Letter from John Lloyd to Hobhouse dated 19 Jan 1820.

Attempted escape of Jacob McInnis.

‘Sir Whilst I was sleeping in the Castle last week McInnis attempted to make his escape by a most desperate effort in which he did not succeed. A noise was discovered by the sentinel which enabled us to secure him – indeed he was unable from the fall he had had, to attempt the boundary wall – It was about half past 3 in the morning – and I officiated as doctor for him – The gaoler will examine him as to the means & how procured when he is recovered.’1

1. HO 42/203

1820, Jan 31

Letter from Wm Dawson (Liverpool) to Lord Sidmouth dated 31 Jan, 1820.

Liverpool 31 January 1820

My Lord
Baguley who with Johnson & Drummond was convicted of Sedition at the last March Chester Assizes is meditating and escape from Prison by means of a Woman who sells eggs to the Prisoners and who is to convey a Disguise secretly, and by piece-meal. I do not know that Johnson or Drummond are implicated in the scheme but if my ?? be correct it furnished the best solution of Baguley’s conduct on wearing his Beard unshaved from his Conviction, thus what has been deemed a foolish measure may be but the result of an artful scheme. As a test of my verity I refer your Lordship to the enquiry if he does not officiate as Clerk of the Prison Chapel; if so he is surely an improper functionary being guilty (with his ? opinions in Church & State ? ? ? Perjury in every performance of his ? Duties.
If it be asked why I do not rather apply to the Local Authorities than to your Lordship I reply that I ? little of them and with not ? myself with them; and that I have ? reliance from ? Lordships discretion

Your Public and Private virtues are not unknown to me; the former I ? by the
usual diurnal , the ? chiefly by Bamford’s narrative in work ? insignifcant man as it serves to develop your Lordship’s Humanity, and gentle exercise of your Powers. Tis this last revision I principally address you for this well affected towards Administration I would rather conceal my Information than run the risk of involving the ??? aggravating the punishment of the guilty!
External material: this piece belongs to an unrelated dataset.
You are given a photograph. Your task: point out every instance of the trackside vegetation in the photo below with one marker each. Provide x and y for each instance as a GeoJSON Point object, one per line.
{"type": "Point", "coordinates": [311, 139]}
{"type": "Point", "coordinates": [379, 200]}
Baguley ? would ? ? triumph ?? Apostle, and a further favorite than any of his Party.
I should sign this letter anonymously but ? how little value is placed on such Communication I prefer confiding in your Lordship’s ? and Discretion and only add that I am with great Truth & Respects.
My Lord Your Lordships Faithful Servant
Wm Dawson
No 2 Scotland Road
Liverpool

[Note at side of page]
Thank the writer
send first paragraph
to the Constable of
Chester Castle 1.

  1. HO 42/203

1820, Feb 22

Notice appearing in Manchester Observer dated Feb 22, 1820.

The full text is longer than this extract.